Obama to Congress: I don’t trust you…
…but I trust them:
A political storm over the trade of five Taliban inmates for a captured American soldier intensified on Monday when Obama administration officials told U.S. lawmakers that up to 90 people within the administration – but no members of Congress – were told in advance about the swap.
“It strikes me as unfortunate that they could have 80 to 90 people in the administration aware of what was happening and not be able to trust a single Republican or Democrat in the House or the Senate,” Representative Greg Walden of Oregon, a member of the House of Representatives Republican leadership, told reporters after leaving a briefing on the exchange.
And this, of course, despite the fact that Obama was required by law to inform Congress 30 days ahead of time.
Ted Cruz is proposing legislation in the Senate that “would bar any federal funding for Guantanamo transfers for six months.” The same will be happening in the House. There is even a very remote possibility that such a statute might pass, even in the Democrat-controlled Senate, because Democrats are that angry at the president. And isn’t it interesting how so many of the bipartisan votes in Congress during this administration have been in opposition to Obama rather than in agreement?.
Of course, it won’t matter, even if the bill does manage somehow to pass. Obama will just defy it if he wants to and take the funds from elsewhere. But the more Democrats in the Senate he pisses off, the more likely it is that some day he could be impeached in the House and convicted through the votes of Democratic senators joining Republicans to do so. I am not saying this has any sort of likelihood of happening, of course; the possibility is remote as well. But that would be the route by which it at least theoretically could happen.
Members of Congress don’t like to find out they’re just figurehead puppets to this president. But if they don’t want to be considered puppets, they’d do well not act to like puppets. Tyrants usually work their way into greater power by getting a legislature to vote away some of its power (see the Enabling Act, or the history of Hugo Chavez, for example) under the guise of crisis. So far Obama has dispensed with that step. He figures he can accomplish the same thing without it.
[NOTE: Egad.
I guess Congress is always the last to know.]
Impeaching the President would be surest way for Republicans to piss away the 2016 election.
Dave Miller:
Not if there is strong bipartisan support for conviction. That is the only circumstance under which I would ever recommend it. Impeachment without conviction is worse than futile.
“It strikes me as unfortunate” that we have
Rep. Greg Walden of Oregon as a member of the House of Representatives Republican leadership.
Leadership, my ass.
The Waldens, the Ryans, the Cantors are all wonderful Leaders From Behind.

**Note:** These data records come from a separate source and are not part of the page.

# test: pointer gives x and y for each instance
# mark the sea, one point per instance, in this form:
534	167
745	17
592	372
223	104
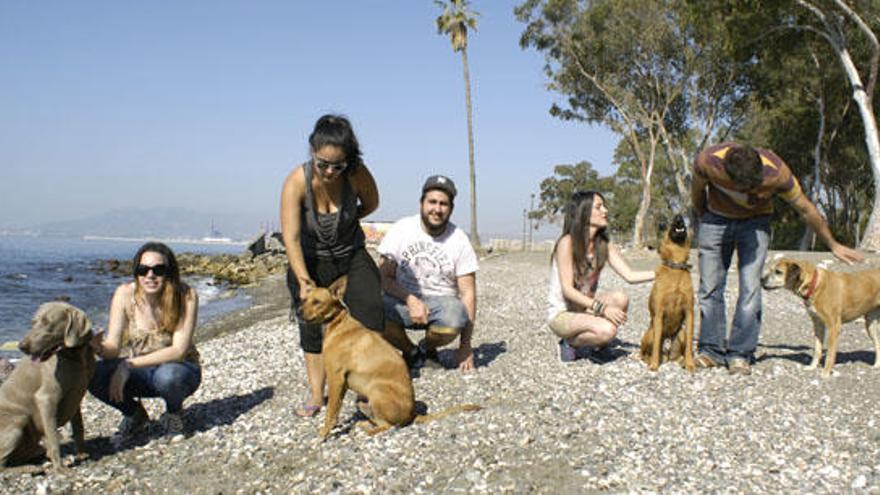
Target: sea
38	269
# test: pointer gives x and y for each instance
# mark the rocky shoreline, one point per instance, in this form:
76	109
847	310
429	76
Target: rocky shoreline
546	426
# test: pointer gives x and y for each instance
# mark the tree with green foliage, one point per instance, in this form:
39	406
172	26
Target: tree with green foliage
455	21
637	68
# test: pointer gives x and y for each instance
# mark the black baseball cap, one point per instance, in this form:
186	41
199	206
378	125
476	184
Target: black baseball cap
442	183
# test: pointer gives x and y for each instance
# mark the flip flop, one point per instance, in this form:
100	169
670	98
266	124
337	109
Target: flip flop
307	411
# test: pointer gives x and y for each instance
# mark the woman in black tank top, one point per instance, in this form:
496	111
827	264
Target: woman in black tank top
322	202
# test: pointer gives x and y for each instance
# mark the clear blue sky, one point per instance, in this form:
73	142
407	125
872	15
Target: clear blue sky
208	105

As to impeach/convict, forget about it, do, even if there’s bipartisan sentiment for conviction. Cutting one head off a many-headed Hydra accomplishes nothing. Impeachment was designed to deal with a solitary rogue, a wannabe King, not an entire Administration.
Didn’t we have the chain of succession posted here recently? It will make your blood run cold.
I wonder how significant the anti-Clinton wing of the Democrats is. Removing Obama before the last year of his term would put Biden (shudder) in a stronger position to stop Hillary! ™.
The administration is going to experience more and more “insiders” starting to jump ship. As in the case of this from National Journal – “The email hit my in-box at 9:41 p.m. last Wednesday. From one of the most powerful Democrats in Washington, a close adviser to the White House, the missive amounted to an electronic eye roll. “Even I have had enough.”
I once knew a political operative. He worked for Reagan. But he had worked for other Republicans before that and went on to work for George H.W. Bush. People like him live and breathe politics. It’s their life, and in most cases, their religion. When an administration is coming up on its last two years, they must begin to look for new jobs for the years ahead. If the administration is in trouble, they get cold feet fairly easily. They don’t want to be stuck on a leaky boat and will start to look for new allies or new boats to ride in. It’s an uncertain life and requires a good deal of reptilian instincts. That’s why they are so, well, reptilian in manner.
We’ll probably see more “insiders” beginning to abandon this leaky boat. This administration is not going to get any better. If it was a stock, I’d short it. The question is, are we headed for an Argentinian type crisis, or is Obama another Mugabe?
So there is one thing that Obama and I agree on; I don’t trust Congress either.
And Eric Cantor loses to a political novice in the VA 7 primary.
When you are not constrained by law and/or conscience, what difference does it make? The dinosaur media will not say a word, and the rest of us are just “right-wing” nut cases. What would restrain Hillary if she is elected? NOTHING!!!